Duarte’s comments were included in a report that a unit of the Service Employees International Union released this week on conditions inside the Pomona hospital. The hospital’s workers have been trying to unionize.
The report pointed to federal data showing Pomona Valley had reported that 97 patients were infected with the lethal bacteria Clostridium difficile in 2015 – a rate that was worse than the national average.
According to state data from 2012 to 2014, 19 patients infected by C. diff bacteria during their stays at the hospital died.
On Tuesday, hospital executives denied the employees’ complaints. Darlene Scafiddi, vice president of nursing and patient care services, said employees are trained in infection control at least annually.
“We have documentation of their training,” she said. “We’re committed to public health and safety.”
Scafiddi said the patients who died had other serious illnesses that may have contributed to their deaths. She said she could not say more about the cases because of privacy laws.
In the report, Maria Heredia, another employee in the hospital’s environmental services department, said she had been trained once in 12 years. “I have not received any training on infection control,” Heredia said.

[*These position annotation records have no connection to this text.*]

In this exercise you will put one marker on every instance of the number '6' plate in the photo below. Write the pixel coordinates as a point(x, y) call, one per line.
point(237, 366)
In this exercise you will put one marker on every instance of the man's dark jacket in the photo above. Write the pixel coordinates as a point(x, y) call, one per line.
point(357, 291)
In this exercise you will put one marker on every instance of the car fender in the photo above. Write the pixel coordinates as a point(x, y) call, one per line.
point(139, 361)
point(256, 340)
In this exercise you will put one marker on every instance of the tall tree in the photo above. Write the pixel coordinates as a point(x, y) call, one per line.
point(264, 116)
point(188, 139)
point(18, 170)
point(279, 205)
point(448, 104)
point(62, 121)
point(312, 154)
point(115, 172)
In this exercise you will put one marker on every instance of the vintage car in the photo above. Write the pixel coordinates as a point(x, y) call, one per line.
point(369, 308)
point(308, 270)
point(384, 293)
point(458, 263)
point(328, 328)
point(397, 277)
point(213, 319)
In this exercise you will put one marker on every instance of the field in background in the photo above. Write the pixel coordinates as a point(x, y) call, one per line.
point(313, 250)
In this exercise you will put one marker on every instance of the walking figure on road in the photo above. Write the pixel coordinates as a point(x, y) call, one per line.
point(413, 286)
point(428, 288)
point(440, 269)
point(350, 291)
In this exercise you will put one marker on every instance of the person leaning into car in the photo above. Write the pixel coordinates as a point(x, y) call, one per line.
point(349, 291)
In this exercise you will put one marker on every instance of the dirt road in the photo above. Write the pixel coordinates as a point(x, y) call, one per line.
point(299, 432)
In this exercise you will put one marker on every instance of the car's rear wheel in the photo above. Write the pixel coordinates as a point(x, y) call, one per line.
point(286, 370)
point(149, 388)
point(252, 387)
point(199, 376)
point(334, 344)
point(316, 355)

Duarte, a nine-year employee of the hospital, said she had seen infectious material being spread between operating rooms.
“They often irrigate to cool down the bones they’re cutting,” she said. “That dirty water ends up on the floor, where doctors and other operating room staff step in it. They track it around to other operating rooms because they don’t change their booties.”
Other workers said the hospital was not taking proper precautions to control a patient’s infection from spreading to other patients and staff.
“I would say that as often as two or three times per month, I’m working with a patient and not covered with protective equipment before I’m told the patient is an isolation case,” said Socorro Valencia, a certified nursing assistant who has worked at the hospital for nine years.
Scafiddi said the hospital has increased infection controls, including installing more hand-washing stations, to reduce the rate of C. diff infections.
“We meet or exceed all state and federal regulations,” she said. “We’re committed to promoting the health of everyone in our region.”